Dieses Bild vom NASA/ESA/CSA-Weltraumteleskop James Webb zeigt eine H-II-Region in der Großen Magellanschen Wolke (LMC), einer Satellitengalaxie unserer Milchstraße. Dieser als N79 bekannte Nebel ist eine Region aus interstellarem atomarem Wasserstoff, der ionisiert ist und hier von Webbs Mid-InfraRed Instrument (MIRI) eingefangen wurde.

N79 ist ein gewaltiger Sternentstehungskomplex mit einer Ausdehnung von etwa 1.630 Lichtjahren in der allgemein unerforschten Südwestregion des LMC. N79 wird typischerweise als eine jüngere Version von 30 Doradus (auch als Tarantelnebel bekannt) angesehen, einem weiteren von Webbs jüngsten Zielen. Untersuchungen legen nahe, dass N79 in den letzten 500.000 Jahren eine Sternentstehungseffizienz aufweist, die die von 30 Doradus um den Faktor zwei übersteigt.

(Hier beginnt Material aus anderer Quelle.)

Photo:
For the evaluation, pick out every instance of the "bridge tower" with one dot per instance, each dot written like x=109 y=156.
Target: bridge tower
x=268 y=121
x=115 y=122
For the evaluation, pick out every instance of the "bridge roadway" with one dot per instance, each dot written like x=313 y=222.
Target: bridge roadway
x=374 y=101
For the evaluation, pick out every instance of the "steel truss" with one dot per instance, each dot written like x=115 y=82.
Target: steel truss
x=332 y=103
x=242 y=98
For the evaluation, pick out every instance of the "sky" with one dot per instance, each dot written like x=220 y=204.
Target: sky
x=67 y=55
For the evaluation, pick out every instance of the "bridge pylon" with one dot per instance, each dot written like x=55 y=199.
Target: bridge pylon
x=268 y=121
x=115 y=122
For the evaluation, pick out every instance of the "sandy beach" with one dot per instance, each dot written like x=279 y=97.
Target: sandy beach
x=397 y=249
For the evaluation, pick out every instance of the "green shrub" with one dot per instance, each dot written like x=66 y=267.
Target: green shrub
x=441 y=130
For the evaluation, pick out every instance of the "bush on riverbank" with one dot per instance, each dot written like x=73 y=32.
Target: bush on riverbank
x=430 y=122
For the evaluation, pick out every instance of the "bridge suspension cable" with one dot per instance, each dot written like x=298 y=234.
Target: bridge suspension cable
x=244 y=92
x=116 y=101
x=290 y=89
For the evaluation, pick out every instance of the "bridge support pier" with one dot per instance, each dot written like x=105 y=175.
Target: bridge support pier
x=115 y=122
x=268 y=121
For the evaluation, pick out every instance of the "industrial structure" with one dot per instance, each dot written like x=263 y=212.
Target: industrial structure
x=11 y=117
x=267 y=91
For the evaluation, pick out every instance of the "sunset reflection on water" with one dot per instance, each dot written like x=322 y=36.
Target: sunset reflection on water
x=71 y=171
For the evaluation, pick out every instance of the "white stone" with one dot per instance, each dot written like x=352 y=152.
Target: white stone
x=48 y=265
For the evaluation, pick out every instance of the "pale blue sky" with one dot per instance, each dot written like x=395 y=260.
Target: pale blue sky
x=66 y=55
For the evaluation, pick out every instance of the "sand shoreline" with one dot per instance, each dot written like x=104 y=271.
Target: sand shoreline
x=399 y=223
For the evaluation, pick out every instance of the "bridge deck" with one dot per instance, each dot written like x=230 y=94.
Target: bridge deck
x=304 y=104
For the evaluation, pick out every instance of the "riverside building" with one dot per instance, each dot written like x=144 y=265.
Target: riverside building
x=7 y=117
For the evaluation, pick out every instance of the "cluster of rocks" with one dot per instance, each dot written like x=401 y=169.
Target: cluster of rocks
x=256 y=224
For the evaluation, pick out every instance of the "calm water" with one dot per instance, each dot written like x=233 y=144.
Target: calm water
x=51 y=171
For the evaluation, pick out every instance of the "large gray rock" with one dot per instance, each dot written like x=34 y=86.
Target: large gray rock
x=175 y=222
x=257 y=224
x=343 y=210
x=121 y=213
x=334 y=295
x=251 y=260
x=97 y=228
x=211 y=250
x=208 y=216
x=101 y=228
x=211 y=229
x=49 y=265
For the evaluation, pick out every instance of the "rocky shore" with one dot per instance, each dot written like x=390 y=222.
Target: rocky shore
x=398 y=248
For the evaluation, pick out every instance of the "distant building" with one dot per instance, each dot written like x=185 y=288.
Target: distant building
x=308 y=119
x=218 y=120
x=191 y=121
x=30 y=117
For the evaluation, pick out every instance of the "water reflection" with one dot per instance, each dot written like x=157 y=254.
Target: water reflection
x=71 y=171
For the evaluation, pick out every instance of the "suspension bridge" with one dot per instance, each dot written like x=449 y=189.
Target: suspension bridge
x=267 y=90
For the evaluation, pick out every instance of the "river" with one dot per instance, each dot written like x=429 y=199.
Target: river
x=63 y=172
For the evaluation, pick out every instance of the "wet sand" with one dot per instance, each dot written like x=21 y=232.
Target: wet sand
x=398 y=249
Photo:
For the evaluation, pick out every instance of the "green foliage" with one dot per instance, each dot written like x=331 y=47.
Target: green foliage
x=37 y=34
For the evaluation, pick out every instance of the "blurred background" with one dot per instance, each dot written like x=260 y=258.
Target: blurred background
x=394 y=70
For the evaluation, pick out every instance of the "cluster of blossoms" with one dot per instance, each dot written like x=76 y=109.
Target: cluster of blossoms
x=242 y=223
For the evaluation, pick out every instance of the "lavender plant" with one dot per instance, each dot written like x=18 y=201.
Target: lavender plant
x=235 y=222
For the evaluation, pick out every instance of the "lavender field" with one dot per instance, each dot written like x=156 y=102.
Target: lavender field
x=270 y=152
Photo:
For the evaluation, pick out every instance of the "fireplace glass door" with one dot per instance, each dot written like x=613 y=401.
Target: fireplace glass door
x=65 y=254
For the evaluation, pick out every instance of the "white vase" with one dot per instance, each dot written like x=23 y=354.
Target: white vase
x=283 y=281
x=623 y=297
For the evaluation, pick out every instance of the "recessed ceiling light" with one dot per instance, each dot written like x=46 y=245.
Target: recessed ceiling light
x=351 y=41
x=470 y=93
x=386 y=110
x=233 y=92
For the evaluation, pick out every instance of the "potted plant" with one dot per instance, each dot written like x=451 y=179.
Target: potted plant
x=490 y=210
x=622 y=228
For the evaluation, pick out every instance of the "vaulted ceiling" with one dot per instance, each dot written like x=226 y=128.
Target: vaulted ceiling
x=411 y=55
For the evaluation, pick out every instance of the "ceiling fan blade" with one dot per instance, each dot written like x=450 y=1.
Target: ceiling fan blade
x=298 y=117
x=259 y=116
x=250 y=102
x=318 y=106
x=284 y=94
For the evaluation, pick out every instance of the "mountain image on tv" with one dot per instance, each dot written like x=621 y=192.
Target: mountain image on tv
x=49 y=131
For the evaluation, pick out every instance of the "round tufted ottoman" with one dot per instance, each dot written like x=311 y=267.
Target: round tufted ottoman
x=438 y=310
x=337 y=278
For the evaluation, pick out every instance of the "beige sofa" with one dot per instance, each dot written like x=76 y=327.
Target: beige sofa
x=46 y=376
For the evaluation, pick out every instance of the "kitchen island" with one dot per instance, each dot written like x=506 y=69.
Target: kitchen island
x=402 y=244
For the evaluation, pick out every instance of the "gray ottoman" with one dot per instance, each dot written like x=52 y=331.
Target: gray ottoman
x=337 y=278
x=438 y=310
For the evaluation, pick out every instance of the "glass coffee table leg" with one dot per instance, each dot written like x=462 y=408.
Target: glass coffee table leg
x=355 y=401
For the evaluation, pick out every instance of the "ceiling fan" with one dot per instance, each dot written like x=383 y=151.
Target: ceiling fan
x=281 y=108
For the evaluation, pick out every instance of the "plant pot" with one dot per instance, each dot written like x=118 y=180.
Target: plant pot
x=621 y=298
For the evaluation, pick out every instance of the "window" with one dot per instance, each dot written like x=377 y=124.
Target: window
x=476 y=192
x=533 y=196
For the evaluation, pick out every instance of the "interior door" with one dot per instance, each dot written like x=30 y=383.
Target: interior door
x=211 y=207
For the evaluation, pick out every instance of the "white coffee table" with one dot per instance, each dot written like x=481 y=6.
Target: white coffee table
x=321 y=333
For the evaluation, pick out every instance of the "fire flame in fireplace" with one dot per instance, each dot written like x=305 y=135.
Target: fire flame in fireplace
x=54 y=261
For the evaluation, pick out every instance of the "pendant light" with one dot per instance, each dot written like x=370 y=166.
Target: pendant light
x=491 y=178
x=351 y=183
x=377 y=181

Dieses besondere Bild konzentriert sich auf einen der drei riesigen Molekülwolkenkomplexe mit der Bezeichnung N79 South (kurz S1). Das ausgeprägte „Starburst“-Muster, das dieses helle Objekt umgibt, besteht aus einer Reihe von Beugungsspitzen. Alle Teleskope, die wie Webb einen Spiegel zum Sammeln von Licht verwenden, weisen diese Art von Artefakt auf, das sich aus der Konstruktion des Teleskops ergibt.

Im Fall von Webb erscheinen die sechs größten Starburst-Spitzen aufgrund der hexagonalen Symmetrie von Webbs 18 Primärspiegelsegmenten. Solche Muster sind nur bei sehr hellen, kompakten Objekten erkennbar, bei denen das gesamte Licht von derselben Stelle kommt. Obwohl die meisten Galaxien für unsere Augen sehr klein erscheinen, sind sie dunkler und weiter ausgedehnt als ein einzelner Stern und weisen daher dieses Muster nicht auf.

Bei den längeren Wellenlängen des von MIRI erfassten Lichts zeigt Webbs Ansicht von N79 das leuchtende Gas und Staub der Region. Dies liegt daran, dass Licht im mittleren Infrarotbereich offenbaren kann, was tiefer in den Wolken geschieht (während kürzere Wellenlängen des Lichts von Staubkörnern im Nebel absorbiert oder gestreut würden). In diesem Feld tauchen auch einige noch eingebettete Protosterne auf.

Sternentstehungsregionen wie diese sind für Astronomen von Interesse, weil ihre chemische Zusammensetzung der der gigantischen Sternentstehungsregionen ähnelt, die beobachtet wurden, als das Universum nur wenige Milliarden Jahre alt war und die Sternentstehung ihren Höhepunkt erreichte. Sternentstehungsregionen in unserer Milchstraße produzieren nicht so schnell Sterne wie N79 und haben eine andere chemische Zusammensetzung. Webb bietet Astronomen nun die Möglichkeit, Beobachtungen der Sternentstehung in N79 mit den Tiefenbeobachtungen des Teleskops entfernter Galaxien im frühen Universum zu vergleichen und gegenüberzustellen.

Diese Beobachtungen von N79 sind Teil eines Webb-Programms, das die Entwicklung der zirkumstellaren Scheiben und Hüllen entstehender Sterne über einen weiten Massenbereich und in verschiedenen Entwicklungsstadien untersucht. Webbs Empfindlichkeit wird es Wissenschaftlern zum ersten Mal ermöglichen, die planetenbildenden Staubscheiben um Sterne mit einer ähnlichen Masse wie unsere Sonne in der Entfernung des LMC zu entdecken.

Dieses Bild enthält 7,7 Mikrometer Licht in Blau, 10 Mikrometer in Cyan, 15 Mikrometer in Gelb und 21 Mikrometer in Rot (770-W-, 1000-W-, 1500-W- bzw. 2100-W-Filter).